No Grupo Boticário também são oferecidos cursos, palestras e aulas práticas com especialistas que instruem a mulher sobre as diversas situações pelas quais ela e o bebê vão passar, além de visita de enfermeira em casa após o parto, para orientar no que for preciso.
“O objetivo é garantir que a mulher tenha segurança e estabilidade emocional. Nós buscamos sempre encontrar alternativas para tratar o tema com a finalidade de atender aos anseios da mãe, ao bem-estar da criança e, ao mesmo tempo, às necessidades do negócio”, explica Luiz Antônio Setti Barbosa, coordenador de medicina e qualidade de vida do Grupo Boticário.
Com tempo
Só o fato de ter a licença de seis meses já é um alento para as mães, preocupadas em deixar um bebê tão dependente longe de seus cuidados. E com razão, segundo um estudo da Universidade de Minnesota (EUA) que entrevistou 575 mães durante um ano, desde o nascimento da criança. Quanto maior a licença-maternidade, menos riscos a mulher corre de apresentar sintomas de depressão pós-parto. A pesquisa revelou que a saúde física também se beneficia, pois a mulher tem mais tempo para descansar e se recuperar.

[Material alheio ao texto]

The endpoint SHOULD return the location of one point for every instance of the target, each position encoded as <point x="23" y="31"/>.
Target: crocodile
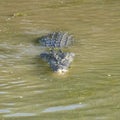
<point x="58" y="60"/>
<point x="57" y="40"/>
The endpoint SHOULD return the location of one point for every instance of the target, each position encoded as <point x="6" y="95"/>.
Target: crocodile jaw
<point x="62" y="71"/>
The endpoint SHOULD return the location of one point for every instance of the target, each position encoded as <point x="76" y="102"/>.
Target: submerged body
<point x="57" y="39"/>
<point x="59" y="61"/>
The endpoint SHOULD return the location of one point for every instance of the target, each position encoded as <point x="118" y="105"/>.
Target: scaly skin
<point x="59" y="61"/>
<point x="57" y="40"/>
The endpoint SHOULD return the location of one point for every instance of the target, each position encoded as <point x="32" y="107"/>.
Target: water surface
<point x="28" y="87"/>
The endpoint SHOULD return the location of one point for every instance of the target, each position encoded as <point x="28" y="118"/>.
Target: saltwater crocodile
<point x="57" y="40"/>
<point x="58" y="60"/>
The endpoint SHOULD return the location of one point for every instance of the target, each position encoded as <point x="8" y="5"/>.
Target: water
<point x="91" y="88"/>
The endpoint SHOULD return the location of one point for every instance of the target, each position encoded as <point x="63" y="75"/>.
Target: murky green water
<point x="91" y="88"/>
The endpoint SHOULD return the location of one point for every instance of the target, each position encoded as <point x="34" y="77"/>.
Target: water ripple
<point x="60" y="108"/>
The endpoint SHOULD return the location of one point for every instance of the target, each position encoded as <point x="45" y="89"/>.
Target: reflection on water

Nas Universidades de Toronto e British Columbia (ambas do Canadá), uma revisão de estudos mostrou o impacto positivo da licença de 6 a 12 meses na criança. Os pesquisadores consideram que esse período de convivência com os pais é importante para marcos de desenvolvimento como o início da fala e da alimentação sólida.
Ranking melhores países para ser mãe no mundo (Foto: Infográfico: Amanda Filippi )
O primeiro ano de vida é mesmo cheio de surpresas e mudanças. É a partir do 3° mês que o vínculo do filho com os pais se fortalece, porque o bebê passa a ter mais contato visual e reconhece os genitores pelo cheiro e pela voz.

“Por volta do 6° mês, a criança senta sozinha, e é quando tem início a introdução alimentar. Depois vêm os primeiros dentes, os primeiros sons, os primeiros passos. São momentos que ninguém esquece. É uma fase fantástica”, afirma o pediatra Gubert.

Sorte de quem pode estar por perto para presenciar tudo isso. O fundador da Virgin não tem dúvidas desses benefícios e garante que os empregadores também saem ganhando. “Saúde e bem-estar devem ocupar uma posição de destaque em toda empresa. Quanto mais você der apoio à sua equipe, mais feliz e saudável será o seu negócio.”